黏液修饰蛋白4编码一种假定的果胶生物合成酶，该酶在拟南芥种皮中受花器官特征基因2、透明种皮无毛1和无毛2发育调控。

MUCILAGE-MODIFIED4 encodes a putative pectin biosynthetic enzyme developmentally regulated by APETALA2, TRANSPARENT TESTA GLABRA1, and GLABRA2 in the Arabidopsis seed coat.

作者信息

Western Tamara L, Young Diana S, Dean Gillian H, Tan Wei Ling, Samuels A Lacey, Haughn George W

机构信息

Botany Department, University of British Columbia, 6270 University Boulevard, Vancouver, British Columbia, Canada V6T 1Z4.

出版信息

Plant Physiol. 2004 Jan;134(1):296-306. doi: 10.1104/pp.103.035519. Epub 2003 Dec 30.

DOI:10.1104/pp.103.035519

PMID:14701918

原文链接:https://pmc.ncbi.nlm.nih.gov/articles/PMC316309/

Abstract

The Arabidopsis seed coat epidermis undergoes a complex process of differentiation that includes the biosynthesis and secretion of large quantities of pectinaceous mucilage, cytoplasmic rearrangement, and secondary cell wall biosynthesis. Mutations in MUM4 (MUCILAGE-MODIFIED4) lead to a decrease in seed coat mucilage and incomplete cytoplasmic rearrangement. We show that MUM4 encodes a putative NDP-l-rhamnose synthase, an enzyme required for the synthesis of the pectin rhamnogalacturonan I, the major component of Arabidopsis mucilage.
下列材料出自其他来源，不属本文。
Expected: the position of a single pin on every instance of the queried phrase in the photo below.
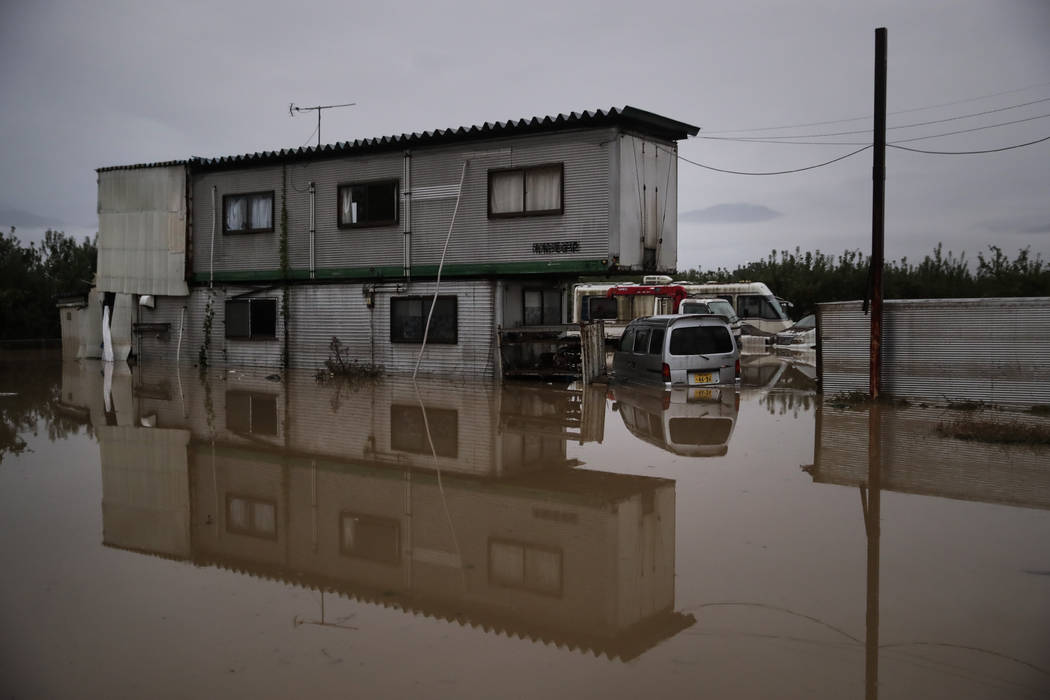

This result suggests that the synthesis of monosaccharide substrates is a limiting factor in the biosynthesis of pectinaceous seed coat mucilage. In addition, the reduced cytoplasmic rearrangement observed in the absence of a key enzyme in pectin biosynthesis in mum4 mutants establishes a causal link between mucilage production and cellular morphogenesis. The cellular phenotype seen in mum4 mutants is similar to that of several transcription factors (AP2 [APETALA2], TTG1 [TRANSPARENT TESTA GLABRA1], TTG2 MYB61, and GL2 [GLABRA2]). Expression studies suggest that MUM4 is developmentally regulated in the seed coat by AP2, TTG1, and GL2, whereas TTG2 and MYB61 appear to be regulating mucilage production through alternate pathway(s). Our results provide a framework for the regulation of mucilage production and secretory cell differentiation.

摘要

拟南芥种皮表皮经历了一个复杂的分化过程，包括大量果胶黏液的生物合成与分泌、细胞质重排以及次生细胞壁生物合成。MUM4（黏液修饰4）突变导致种皮黏液减少和细胞质重排不完全。我们发现MUM4编码一种假定的NDP-L-鼠李糖合酶，这是一种合成果胶鼠李半乳糖醛酸聚糖I（拟南芥黏液的主要成分）所需的酶。这一结果表明单糖底物的合成是果胶种皮黏液生物合成中的一个限制因素。此外，在mum4突变体中，由于果胶生物合成中关键酶缺失而观察到的细胞质重排减少，建立了黏液产生与细胞形态发生之间的因果联系。mum4突变体中观察到的细胞表型与几种转录因子（AP2[花器官特征基因2]、TTG1[透明种皮1]、TTG2、MYB61和GL2[光叶2]）的表型相似。表达研究表明，MUM4在种皮中受AP2、TTG1和GL2的发育调控，而TTG2和MYB61似乎通过其他途径调控黏液产生。我们的结果为黏液产生和分泌细胞分化的调控提供了一个框架。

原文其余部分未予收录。